4 Although a hybrid animal is produced by the union of the wolf and the dog, it does not form a permanent species. But, as Cuvier remarks, by the insertion of "velut," Pliny seems to imply that the crocotta unites the physical properties of the two animals. Ctesias, Indic. c. 32, gives an account of the cynolycus, or "dog-wolf," from which Pliny seems to have taken his crocotta.—B.

5 It does not seem possible to determine what species of monkey is here designated; it is most probable that he himself had no accurate knowledge.—B.

6 We may here refer to the judicious remarks of Cuvier, Ajasson, vol. vi. pp. 427, 428, and Lemaire, vol. iii. p. 399, on the leucrocotta. It seems impossible to identify Pliny's description with any known animal, and it is not unlikely that he has confused the accounts of authors who were speaking of different animals. Some of the characteristics of the leucrocotta agree with those of the Indian antelope, while others seem to resemble those of the hyæna.—B.

7 Perhaps the eale may have been the two-horned rhinoceros, as some naturalists say that there is a degree of mobility in the horns of that animal; the same observation has been made with respect to the wild or forest bulls, the description of which animal, in Pliny, is probably from Diodorus Siculus.—B.

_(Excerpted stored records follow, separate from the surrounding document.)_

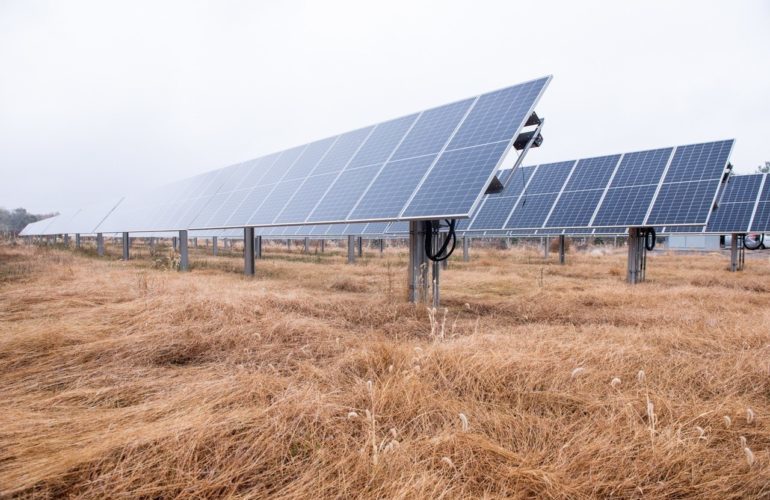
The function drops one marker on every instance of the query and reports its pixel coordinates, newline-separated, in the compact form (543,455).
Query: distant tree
(13,221)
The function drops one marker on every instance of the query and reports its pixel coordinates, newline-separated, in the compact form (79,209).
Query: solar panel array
(741,208)
(661,187)
(431,164)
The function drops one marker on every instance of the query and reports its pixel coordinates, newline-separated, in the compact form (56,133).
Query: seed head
(464,421)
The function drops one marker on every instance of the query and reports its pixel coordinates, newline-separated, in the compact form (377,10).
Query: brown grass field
(315,379)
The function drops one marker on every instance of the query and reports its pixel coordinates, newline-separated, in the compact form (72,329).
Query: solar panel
(432,164)
(690,185)
(737,205)
(668,186)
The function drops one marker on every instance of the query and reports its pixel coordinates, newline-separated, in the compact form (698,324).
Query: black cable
(649,238)
(442,254)
(753,243)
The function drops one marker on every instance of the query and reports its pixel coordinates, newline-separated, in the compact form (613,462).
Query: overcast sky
(98,99)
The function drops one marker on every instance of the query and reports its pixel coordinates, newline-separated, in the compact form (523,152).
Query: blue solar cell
(575,208)
(531,211)
(344,193)
(592,173)
(398,227)
(731,218)
(310,157)
(549,178)
(234,176)
(354,229)
(683,203)
(382,142)
(261,167)
(251,202)
(497,116)
(641,168)
(273,204)
(391,189)
(342,151)
(625,206)
(762,217)
(493,214)
(470,135)
(218,217)
(218,200)
(456,181)
(306,198)
(282,165)
(432,130)
(741,188)
(765,195)
(516,181)
(680,229)
(699,161)
(376,228)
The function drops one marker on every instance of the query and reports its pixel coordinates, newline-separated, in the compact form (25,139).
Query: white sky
(101,98)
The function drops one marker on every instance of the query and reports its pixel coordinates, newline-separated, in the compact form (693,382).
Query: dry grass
(314,379)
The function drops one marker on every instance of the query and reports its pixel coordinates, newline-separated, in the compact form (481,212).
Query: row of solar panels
(743,207)
(435,164)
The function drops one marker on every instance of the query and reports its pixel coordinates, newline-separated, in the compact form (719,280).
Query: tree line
(13,221)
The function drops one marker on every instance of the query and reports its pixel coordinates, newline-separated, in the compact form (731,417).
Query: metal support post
(125,246)
(637,256)
(436,267)
(248,251)
(184,259)
(737,252)
(351,249)
(417,282)
(100,244)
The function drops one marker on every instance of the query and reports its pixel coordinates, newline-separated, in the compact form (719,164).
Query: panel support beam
(737,252)
(436,266)
(417,278)
(184,258)
(126,248)
(351,249)
(248,251)
(637,256)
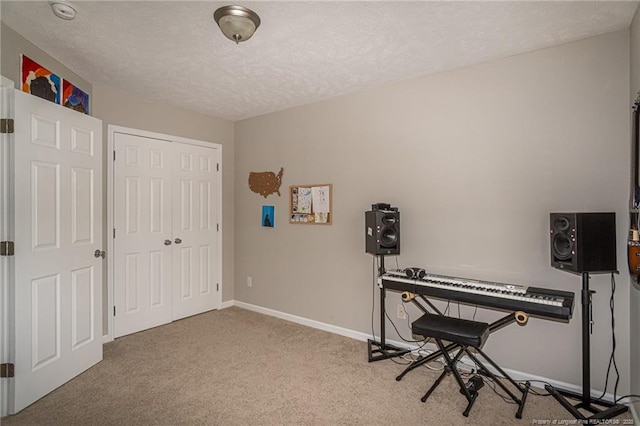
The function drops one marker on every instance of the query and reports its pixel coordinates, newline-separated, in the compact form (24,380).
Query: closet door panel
(194,178)
(143,226)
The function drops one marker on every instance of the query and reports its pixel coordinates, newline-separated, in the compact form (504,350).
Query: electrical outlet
(401,313)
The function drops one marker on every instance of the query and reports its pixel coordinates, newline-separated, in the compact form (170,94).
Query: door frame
(112,130)
(7,348)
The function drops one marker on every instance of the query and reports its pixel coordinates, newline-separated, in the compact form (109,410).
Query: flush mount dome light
(236,22)
(63,9)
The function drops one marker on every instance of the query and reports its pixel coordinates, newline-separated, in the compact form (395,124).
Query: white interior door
(58,228)
(166,247)
(143,236)
(195,222)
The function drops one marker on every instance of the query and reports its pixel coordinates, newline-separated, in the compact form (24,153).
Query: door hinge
(6,248)
(6,370)
(6,125)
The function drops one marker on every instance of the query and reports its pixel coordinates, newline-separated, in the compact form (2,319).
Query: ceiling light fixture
(63,9)
(236,22)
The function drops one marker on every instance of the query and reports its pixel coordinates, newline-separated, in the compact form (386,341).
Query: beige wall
(635,291)
(475,160)
(13,45)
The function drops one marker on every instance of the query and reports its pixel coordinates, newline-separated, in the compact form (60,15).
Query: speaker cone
(561,223)
(388,237)
(562,246)
(388,219)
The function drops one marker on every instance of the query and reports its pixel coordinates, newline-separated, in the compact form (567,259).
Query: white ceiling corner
(173,52)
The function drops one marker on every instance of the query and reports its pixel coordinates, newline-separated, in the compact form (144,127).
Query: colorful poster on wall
(74,98)
(268,216)
(39,81)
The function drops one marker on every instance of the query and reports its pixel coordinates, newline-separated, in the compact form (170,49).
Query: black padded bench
(465,334)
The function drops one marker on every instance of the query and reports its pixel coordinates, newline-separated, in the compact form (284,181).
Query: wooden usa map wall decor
(265,183)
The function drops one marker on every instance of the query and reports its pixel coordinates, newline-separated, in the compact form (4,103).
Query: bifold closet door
(165,215)
(143,233)
(194,229)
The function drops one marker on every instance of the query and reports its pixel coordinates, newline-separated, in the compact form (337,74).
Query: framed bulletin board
(311,204)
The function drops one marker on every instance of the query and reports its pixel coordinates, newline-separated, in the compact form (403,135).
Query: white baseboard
(536,381)
(227,304)
(634,413)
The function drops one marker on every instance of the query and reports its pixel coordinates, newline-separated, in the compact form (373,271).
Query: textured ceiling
(173,52)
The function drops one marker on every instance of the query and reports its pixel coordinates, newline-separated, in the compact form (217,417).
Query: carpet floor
(238,367)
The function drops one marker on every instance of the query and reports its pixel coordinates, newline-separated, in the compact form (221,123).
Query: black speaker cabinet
(382,232)
(583,242)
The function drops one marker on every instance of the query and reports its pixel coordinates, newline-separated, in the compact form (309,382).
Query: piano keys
(541,302)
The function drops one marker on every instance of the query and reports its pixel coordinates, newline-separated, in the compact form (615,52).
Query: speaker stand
(608,410)
(381,350)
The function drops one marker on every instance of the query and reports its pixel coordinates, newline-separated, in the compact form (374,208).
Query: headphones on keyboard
(415,273)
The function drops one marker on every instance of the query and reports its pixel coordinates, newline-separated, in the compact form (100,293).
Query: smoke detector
(63,9)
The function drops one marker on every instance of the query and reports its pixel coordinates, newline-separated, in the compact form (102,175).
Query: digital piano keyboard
(542,302)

8 This description of the mantichora appears to be taken from the Indica of Ctesias; it has been also adopted by Aristotle and Ælian, but they have qualified their accounts by some expressions of doubt, which are omitted by Pliny. It has been conjectured, that Ctesias took his description from the hieroglyphic figures in his time, probably common in the East, and still found in the ruins of the Assyrian and Persian cities, Nineveh and Persepolis, for instance.—B.